HINT: Start by assume you have two solutions $u_{1}$ and $u_{2}$ for the given problem, and show that $u=u_{1}-u_{2}$ is identically 0, because $u$ satisfies $u_{t}=\Delta u$, with $u$ having 0 boundary data. The trick to showing $u$ is the zero function is to integrate $u_{t}-\Delta u$ against $u$, for example, and use something like $ u \Delta u = \nabla\cdot (u\nabla u)-\nabla u\cdot\nabla u$. Then follow your nose using Calculus identities and use the fact that you have 0 boundary data.
So suppose $u_{1}$ and $u_{2}$ are solutions of the problem.
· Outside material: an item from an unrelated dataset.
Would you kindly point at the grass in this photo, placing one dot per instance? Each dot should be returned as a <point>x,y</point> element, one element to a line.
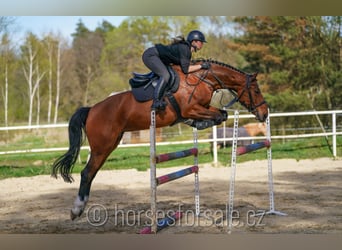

Then $u=u_{1}-u_{2}$ satisfies
$$
u_{t}-\Delta u = 0,\;\;\; \frac{\partial u}{\partial\nu}=0 \mbox{ on } \partial U \times [0,T], \;\;\; u = 0 \mbox{ on } U \times \{ t= 0\}.
$$
Therefore,
$$
0=\int_{U}uu_{t}-u\Delta u\,dx = \int_{U}uu_{t}-\nabla\cdot(u\nabla u)+|\nabla u|^{2}\,dx
$$
$$ = \int_{U}uu_{t}+|\nabla u|^{2}\,dx-\int_{\partial U}u\frac{\partial u}{\partial\nu}\,dS(x),
$$
where $dS$ is the surface area element on $\partial U$. (This is Gauss' Divergence Theorem.) Because $\frac{\partial u}{\partial \nu}=0$ on $\partial U$ and $2uu_{t}=(u^{2})_{t}$, the above becomes
$$
0 = \int_{U}\frac{1}{2}\frac{\partial}{\partial t}u^{2}+|\nabla u|^{2}dx
$$
Now integrate the above on $[0,t']$ for any $0 \le t' \le T$, and use the fact that $u(x,t)|_{t=0}=0$:
$$
0 = \int_{U}\frac{1}{2}|u(x,t')|^{2}\,dx +\int_{0}^{t'}\int_{U}|\nabla u(x,t)|^{2}dxdt.
$$
Both terms on the right are non-negative and, therefore, both must be separately 0. Just considering the first term leads to the conclusion that $u=0$ for all $x \in U$ and $0 \le t' \le T$ because $u$ is continuous. Therefore $u_{1}=u_{2}$ as desired.